At a very basic level, private school vouchers don’t do what education policies are supposed to: promote positive educational results. Study after study has shown that students who use vouchers to attend private school don’t perform any better than their public school peers. In fact, some studies have found that academic outcomes worsen for voucher students.
The claim that vouchers save money is only persuasive if you don’t have all the facts. The idea that vouchers simply shift to private schools the funds that would have been used on public education is a myth. Voucher programs often subsidize private education for families that can already afford it, and whose children would never have attended public schools.

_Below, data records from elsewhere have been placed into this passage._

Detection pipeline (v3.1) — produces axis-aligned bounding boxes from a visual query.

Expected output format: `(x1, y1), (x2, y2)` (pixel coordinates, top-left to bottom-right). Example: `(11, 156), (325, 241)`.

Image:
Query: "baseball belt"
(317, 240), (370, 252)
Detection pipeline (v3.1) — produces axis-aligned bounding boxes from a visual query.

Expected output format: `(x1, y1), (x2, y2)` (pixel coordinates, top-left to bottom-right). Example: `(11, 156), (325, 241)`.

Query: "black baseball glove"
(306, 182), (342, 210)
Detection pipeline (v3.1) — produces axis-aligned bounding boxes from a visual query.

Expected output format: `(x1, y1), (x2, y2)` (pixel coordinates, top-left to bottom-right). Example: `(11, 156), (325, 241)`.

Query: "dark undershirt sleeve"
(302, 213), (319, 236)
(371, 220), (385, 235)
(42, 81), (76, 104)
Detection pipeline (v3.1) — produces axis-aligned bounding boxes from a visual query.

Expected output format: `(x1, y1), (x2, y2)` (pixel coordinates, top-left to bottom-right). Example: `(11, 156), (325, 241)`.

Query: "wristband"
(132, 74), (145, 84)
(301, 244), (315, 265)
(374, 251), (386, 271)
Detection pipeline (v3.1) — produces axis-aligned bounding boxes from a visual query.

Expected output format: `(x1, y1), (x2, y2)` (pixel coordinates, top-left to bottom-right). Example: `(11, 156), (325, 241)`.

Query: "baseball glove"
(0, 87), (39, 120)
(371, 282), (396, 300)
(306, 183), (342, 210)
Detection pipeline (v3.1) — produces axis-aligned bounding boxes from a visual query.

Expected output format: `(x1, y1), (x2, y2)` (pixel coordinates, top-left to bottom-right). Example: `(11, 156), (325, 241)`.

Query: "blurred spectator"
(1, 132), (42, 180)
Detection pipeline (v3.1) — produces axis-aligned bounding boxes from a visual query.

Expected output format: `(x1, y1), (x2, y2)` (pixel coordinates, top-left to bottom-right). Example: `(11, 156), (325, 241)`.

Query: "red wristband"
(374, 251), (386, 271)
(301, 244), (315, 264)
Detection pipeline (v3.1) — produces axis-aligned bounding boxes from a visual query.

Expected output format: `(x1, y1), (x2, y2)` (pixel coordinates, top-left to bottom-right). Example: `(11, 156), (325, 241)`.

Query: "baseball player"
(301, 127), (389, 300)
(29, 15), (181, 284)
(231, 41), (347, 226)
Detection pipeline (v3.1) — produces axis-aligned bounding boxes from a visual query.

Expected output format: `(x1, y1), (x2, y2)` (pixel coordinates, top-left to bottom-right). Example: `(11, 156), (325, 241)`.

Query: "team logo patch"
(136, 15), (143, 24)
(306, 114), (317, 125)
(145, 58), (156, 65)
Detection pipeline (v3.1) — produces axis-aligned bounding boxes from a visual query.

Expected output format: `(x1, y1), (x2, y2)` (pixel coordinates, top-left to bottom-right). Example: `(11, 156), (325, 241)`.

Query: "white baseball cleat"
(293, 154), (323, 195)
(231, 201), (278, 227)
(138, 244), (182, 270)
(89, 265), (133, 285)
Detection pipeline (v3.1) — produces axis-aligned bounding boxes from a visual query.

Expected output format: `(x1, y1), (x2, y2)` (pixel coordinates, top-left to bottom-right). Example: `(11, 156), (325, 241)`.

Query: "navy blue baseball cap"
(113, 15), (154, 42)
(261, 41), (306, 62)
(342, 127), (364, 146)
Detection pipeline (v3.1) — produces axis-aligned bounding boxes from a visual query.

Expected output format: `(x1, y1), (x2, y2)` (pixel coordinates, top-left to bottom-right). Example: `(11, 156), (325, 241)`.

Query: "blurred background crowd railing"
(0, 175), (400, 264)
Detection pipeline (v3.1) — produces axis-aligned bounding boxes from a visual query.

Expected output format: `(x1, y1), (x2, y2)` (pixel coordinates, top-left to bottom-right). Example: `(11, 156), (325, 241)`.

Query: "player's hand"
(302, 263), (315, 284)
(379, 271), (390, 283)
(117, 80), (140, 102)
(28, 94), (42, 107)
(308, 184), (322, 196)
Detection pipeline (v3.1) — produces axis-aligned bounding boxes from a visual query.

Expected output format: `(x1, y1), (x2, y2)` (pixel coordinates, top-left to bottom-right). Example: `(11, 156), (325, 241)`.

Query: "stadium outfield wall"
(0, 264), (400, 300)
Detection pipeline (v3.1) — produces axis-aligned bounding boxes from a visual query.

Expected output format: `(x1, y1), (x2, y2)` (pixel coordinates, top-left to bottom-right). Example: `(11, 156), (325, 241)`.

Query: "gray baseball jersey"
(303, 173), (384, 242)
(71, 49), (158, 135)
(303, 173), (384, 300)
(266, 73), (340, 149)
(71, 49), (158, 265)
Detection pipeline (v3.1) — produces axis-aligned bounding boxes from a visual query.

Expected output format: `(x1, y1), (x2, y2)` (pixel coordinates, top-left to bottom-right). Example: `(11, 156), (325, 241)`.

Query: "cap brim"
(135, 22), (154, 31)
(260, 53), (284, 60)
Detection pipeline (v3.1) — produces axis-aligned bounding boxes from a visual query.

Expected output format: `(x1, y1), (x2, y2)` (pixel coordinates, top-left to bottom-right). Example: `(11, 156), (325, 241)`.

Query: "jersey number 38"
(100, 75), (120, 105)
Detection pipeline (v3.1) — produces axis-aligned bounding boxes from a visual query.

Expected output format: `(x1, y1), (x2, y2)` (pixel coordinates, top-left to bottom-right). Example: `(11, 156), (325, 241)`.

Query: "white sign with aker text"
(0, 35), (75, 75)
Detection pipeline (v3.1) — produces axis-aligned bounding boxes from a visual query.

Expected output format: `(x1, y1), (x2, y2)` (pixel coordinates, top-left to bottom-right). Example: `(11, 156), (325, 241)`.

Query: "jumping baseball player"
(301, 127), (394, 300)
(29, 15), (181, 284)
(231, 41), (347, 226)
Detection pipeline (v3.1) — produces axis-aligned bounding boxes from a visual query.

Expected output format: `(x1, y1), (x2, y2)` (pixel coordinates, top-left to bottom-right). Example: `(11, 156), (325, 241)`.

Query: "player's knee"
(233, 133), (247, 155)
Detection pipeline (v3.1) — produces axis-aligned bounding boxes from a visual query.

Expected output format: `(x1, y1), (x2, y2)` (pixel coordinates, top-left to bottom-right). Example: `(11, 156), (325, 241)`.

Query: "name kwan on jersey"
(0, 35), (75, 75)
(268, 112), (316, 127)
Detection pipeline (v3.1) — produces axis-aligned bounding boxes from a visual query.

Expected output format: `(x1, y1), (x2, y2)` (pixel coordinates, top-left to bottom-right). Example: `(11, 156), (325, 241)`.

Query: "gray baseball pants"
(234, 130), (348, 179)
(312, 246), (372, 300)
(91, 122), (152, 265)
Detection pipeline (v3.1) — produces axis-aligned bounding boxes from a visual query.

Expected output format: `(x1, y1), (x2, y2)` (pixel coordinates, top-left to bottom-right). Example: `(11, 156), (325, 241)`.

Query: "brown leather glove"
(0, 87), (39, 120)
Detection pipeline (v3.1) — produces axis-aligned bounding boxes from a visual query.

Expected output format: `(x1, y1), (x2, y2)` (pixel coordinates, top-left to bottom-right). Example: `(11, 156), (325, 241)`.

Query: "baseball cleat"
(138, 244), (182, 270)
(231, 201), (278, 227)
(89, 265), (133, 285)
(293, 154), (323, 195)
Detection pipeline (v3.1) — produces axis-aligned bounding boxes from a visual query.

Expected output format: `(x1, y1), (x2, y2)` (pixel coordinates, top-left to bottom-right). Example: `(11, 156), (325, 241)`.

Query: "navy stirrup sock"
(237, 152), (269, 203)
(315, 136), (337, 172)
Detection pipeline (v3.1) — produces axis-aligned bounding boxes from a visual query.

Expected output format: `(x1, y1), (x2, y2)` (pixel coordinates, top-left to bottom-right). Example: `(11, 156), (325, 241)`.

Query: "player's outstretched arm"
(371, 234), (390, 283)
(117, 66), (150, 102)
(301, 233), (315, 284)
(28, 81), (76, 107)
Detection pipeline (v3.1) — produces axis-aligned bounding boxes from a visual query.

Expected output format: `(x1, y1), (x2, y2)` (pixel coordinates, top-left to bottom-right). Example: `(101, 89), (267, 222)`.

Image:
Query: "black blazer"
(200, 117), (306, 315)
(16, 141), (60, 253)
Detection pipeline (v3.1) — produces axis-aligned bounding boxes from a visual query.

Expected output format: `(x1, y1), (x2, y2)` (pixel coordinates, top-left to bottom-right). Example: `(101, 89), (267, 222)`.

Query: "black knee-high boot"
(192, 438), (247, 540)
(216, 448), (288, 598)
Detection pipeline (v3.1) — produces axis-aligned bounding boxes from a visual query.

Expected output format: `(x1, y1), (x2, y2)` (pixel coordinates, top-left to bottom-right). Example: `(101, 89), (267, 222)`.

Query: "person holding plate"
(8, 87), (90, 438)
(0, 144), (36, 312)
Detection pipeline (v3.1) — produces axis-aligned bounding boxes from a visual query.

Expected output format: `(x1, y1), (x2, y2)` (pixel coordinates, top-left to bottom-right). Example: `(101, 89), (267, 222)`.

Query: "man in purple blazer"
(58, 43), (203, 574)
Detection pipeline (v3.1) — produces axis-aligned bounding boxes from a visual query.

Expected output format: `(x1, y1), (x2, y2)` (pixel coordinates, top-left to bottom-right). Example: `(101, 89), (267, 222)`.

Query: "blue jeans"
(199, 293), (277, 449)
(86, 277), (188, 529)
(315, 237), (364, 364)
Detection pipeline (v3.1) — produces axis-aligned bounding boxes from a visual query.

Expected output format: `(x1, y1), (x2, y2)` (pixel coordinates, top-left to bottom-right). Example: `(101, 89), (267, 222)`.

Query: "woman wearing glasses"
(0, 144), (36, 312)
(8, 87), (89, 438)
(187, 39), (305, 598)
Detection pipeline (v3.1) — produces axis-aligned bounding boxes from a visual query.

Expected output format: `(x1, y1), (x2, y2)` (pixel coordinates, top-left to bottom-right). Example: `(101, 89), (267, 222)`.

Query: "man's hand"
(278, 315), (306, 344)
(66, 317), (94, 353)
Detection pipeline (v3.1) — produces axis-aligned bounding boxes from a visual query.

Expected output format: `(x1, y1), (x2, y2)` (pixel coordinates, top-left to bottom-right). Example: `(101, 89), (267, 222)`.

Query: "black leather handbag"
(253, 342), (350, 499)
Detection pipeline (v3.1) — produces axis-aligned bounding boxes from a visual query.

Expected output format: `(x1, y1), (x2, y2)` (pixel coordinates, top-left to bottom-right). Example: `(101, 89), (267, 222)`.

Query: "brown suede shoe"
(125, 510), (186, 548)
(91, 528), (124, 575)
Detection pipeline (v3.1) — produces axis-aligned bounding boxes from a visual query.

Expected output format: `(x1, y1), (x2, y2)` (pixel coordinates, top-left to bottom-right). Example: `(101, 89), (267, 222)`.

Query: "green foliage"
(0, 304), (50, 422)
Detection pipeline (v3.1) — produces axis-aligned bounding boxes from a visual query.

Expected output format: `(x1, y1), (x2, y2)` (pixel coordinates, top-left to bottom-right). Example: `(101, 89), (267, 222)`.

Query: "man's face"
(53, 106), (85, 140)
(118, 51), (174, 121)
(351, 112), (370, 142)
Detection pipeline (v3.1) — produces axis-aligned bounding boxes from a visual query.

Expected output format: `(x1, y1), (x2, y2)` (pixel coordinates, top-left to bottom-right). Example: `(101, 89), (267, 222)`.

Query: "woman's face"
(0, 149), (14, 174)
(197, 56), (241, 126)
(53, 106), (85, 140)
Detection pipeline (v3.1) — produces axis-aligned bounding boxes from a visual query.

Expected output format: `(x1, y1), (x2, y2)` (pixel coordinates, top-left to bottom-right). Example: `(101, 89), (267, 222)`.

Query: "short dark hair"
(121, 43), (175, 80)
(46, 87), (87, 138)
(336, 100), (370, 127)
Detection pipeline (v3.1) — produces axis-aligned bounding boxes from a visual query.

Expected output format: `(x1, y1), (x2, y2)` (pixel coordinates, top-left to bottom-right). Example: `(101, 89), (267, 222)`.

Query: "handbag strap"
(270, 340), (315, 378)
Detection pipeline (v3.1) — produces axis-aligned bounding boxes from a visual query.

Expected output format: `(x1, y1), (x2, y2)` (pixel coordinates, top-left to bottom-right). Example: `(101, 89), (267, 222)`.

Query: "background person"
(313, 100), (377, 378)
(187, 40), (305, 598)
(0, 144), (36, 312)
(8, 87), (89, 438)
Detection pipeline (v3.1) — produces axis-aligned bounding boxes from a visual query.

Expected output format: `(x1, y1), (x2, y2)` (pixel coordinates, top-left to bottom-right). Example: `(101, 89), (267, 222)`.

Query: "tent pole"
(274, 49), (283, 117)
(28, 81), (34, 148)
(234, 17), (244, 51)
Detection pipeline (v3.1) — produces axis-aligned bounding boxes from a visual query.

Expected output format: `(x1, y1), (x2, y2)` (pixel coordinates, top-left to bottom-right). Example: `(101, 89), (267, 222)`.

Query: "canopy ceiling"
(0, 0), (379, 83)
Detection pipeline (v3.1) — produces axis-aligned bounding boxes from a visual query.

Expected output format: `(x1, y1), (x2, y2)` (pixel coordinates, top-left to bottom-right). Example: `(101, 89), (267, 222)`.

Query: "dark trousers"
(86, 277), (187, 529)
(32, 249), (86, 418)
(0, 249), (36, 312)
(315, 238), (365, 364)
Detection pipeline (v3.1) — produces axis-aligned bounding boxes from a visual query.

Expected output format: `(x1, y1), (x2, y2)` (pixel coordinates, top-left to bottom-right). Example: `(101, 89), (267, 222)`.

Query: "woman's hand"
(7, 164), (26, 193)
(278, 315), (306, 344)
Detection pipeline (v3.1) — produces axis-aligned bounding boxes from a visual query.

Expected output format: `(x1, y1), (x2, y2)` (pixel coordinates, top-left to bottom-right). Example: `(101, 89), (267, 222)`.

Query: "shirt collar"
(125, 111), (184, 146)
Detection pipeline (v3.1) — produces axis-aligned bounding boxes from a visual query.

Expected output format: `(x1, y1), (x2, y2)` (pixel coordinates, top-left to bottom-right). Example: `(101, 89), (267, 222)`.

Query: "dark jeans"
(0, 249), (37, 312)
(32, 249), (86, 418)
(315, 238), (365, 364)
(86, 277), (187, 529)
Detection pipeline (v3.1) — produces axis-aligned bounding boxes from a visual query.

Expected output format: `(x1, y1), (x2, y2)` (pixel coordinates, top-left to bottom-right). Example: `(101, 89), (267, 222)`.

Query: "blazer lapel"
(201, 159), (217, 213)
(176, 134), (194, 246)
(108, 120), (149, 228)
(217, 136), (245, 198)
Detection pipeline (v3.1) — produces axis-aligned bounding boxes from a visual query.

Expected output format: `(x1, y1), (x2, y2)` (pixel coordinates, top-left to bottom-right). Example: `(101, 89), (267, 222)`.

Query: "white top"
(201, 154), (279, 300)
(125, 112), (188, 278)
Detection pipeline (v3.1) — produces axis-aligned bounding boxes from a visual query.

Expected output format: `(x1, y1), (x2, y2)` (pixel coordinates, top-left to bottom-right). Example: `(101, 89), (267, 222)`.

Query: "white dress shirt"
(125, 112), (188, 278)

The amount of a voucher often falls far short of the full cost of private school tuition, meaning families must make up the difference. And vouchers often shift expenses for essential services to parents that are normally included in a free public school education, such as transportation, free and reduced price lunch, and disability-related services. If vouchers save the state money, it is on the backs of children and families.
But vouchers don’t save money for the government, either. A recent study published by the National Education Policy Center concluded that implementing universal vouchers would increase the total cost to the public by 11 to 33 percent, or up to $203 billion per year. Because private schools can discriminate in enrollment and services, voucher programs can concentrate in public schools those students who require increased resources to access equitable educational opportunities, such as students with disabilities and those learning English.
Public school systems also have substantial fixed costs—including facilities and staff contracts—that cannot be reduced when students from different classrooms, grades, and school buildings exit to use vouchers. Fraud and waste are common in voucher programs, and there is scant fiscal accountability for private schools or voucher-granting organizations.
Finally, privatizers’ assertions that vouchers promote civil rights are absurd. Voucher programs came about after the Supreme Court’s Brown v. Board of Education decision so white families could attend segregated private schools and thereby avoid integration. Today vouchers often play a similar role, or at least have similar segregative effects. A 2017 Century Foundation report concluded that “voucher programs are more likely to increase school segregation than to promote integration or maintain the status quo.”